ML Evaluation Specialist, Human Data
At Apple, we don’t just build products — we build experiences fueled by world-class data. The
Human-centered AI team within Apple Services Engineering is looking for an ML Evaluation Specialist, Human Data to join our Data Quality and Operations division to spearhead complex, multi-stakeholder operations that specialize in data collection, curation, annotation, and human evaluation efforts across Apple Music, App Store, TV+, Podcasts, and Books.
In this role, you will own the operational strategy and continuous improvement of large-scale, multilingual human data programs, from designing onboarding scaffolds that progressively build annotator calibration, to analyzing annotator behavior patterns to identify where automation can offload low-judgment decisions, to enforcing quality frameworks that close the loop between annotator struggle and task redesign. You will identify where human judgment is essential and where it could be better directed, then build the scaffolding, automation, and feedback systems that let annotators focus their cognitive energy where it matters most. Because this work cuts across engineering, data science, research, procurement, and legal, a critical part of the role is serving as the connective tissue between teams who each own a piece of this space, aligning on shared standards, surfacing gaps, and ensuring that insights from the annotation layer inform upstream decisions about task design and tooling. You will bring a point of view on human data best practices and translate it into scalable, human-centered approaches that make generative AI features safer and more reliable.

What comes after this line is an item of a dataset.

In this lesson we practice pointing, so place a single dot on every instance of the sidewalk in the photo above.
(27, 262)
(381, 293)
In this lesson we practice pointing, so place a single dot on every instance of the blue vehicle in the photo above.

The ideal candidate brings a rare combination of technical depth and program execution skills. You are comfortable designing and deploying sophisticated data pipelines in the morning, and then seamlessly transitioning to present comprehensive quality rectification strategies to stakeholders in the afternoon. You care deeply about data quality and human alignment, have a creative and systematic approach to finding and fixing problems, and find motivation in wide-ranging work whose impact shows up in everyday Apple experiences.